Job searching is a process that incites a lot of cringing and misery. Scanning through or Google for jobs in your field is pretty much the most dreadful process of job searching. High school does not prepare you for the job search – they hardly prepare you for a proper resume – so when it comes time to find a job and you haven’t learned much about it, it can be a disappointing experience.

An important thing to note about job searching is that only 15-20% of the jobs that are available are posted online. That means that 80-85% of available jobs are located in what the office of Career Development and Experiential Learning likes to call “The Hidden Job Market” (cue dramatic music). As ominous as that sounds, there are secret arts to tapping into this enigmatic job market that we Peer Advisors can share with you during Drop-In hours at JEC 100 from 10-4pm. For now, I will leak some of these top-secret tips to help you get ahead in the job search battle, but don’t be afraid to come and ask us for more information!

Tip #1: Social Media

In our previous blog posts, we have mentioned the importance of keeping up with your social media for professional development. LinkedIn, ResearchGate, Facebook, and Twitter are all massive platforms that employers use strategically to find the best candidates for their organization. Creating a separate Twitter and Facebook account for professional purposes and making those more open in terms of privacy than your personal accounts will help you entice employers if they choose to look you up and find reasons to hire you. LinkedIn is an essential component of job searching – not only do you market yourself and your skills online, you can follow employers, look for jobs, and broadcast that you’re interested in employment.

Tip #2: Tell Everyone

Your Grandma’s best friend’s son might be hiring for a position right now. Telling everyone about your interest in finding a job can open up doors you might not even imagine. Classmates, professors, previous co-workers, volunteer supervisors, and your Grandma’s best friend’s son could know of someone’s cousin’s brother’s friend who is looking for someone with your skills. Networking sounds like a scary word, and you may think that telling everyone and their dog that you’re looking for a job sounds desperate, but you might be surprised who may know about your job search and who may mention it to your potential future employer. Work on that elevator pitch (come see us for more details) to help you get your name out there!

Tip #3: Reach Out

So, you know of someone’s cousin who works at the company you want to work at? Message them using your newly updated professional social media profiles and ask them if you can find out more about their job, their position, their skills, and their professional development. In conducting informational interviews like this (without asking for a job!), you create a bigger network for yourself and you can learn what skills and competencies you need to hone to be eligible for your dream position.

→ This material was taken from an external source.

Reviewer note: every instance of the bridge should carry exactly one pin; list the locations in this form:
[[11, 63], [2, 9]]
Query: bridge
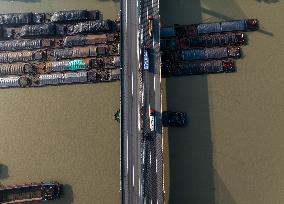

Even if you don’t know someone at a company you’re interested in, messaging active employees on LinkedIn and asking them about how they like their career can be flattering to the person you are contacting, and will help your name stick in their mind.

Tip #4: Dos and Don’ts of Calling

Cold-calling a Tim Hortons to ask if you can speak to a manager about a position will likely just bother the already-busy employees. Cold-calling a hiring manager at an organization at an appropriate time may work better for you. Cold-calling consists of calling an employer without previously speaking to them, and can be pretty risky in job searching. Warm-calling involves contacting previously acquainted individuals that you may have met at a job fair or back in an old volunteer position – this is likely a better way to cast your job search net. It is important to research what times are best to call and to whom you will be talking to avoid uncomfortable calling failures.

Tip #5: Visiting the Company

When physically handing in your resume, remember to approach it as if it is an actual interview. Dress nice, have a crisp, tailored copy of your resume and cover letter handy, and prepare an elevator pitch in advance. Ask for the hiring manager – if the manager is not available, ask when you might be able to return to see them, or ask for their email address so you can contact them directly. Be polite and confident, and interact with employees by asking them how their day was – sometimes leaving an impression on the employees of a company can help you get a leg up in meeting with HR.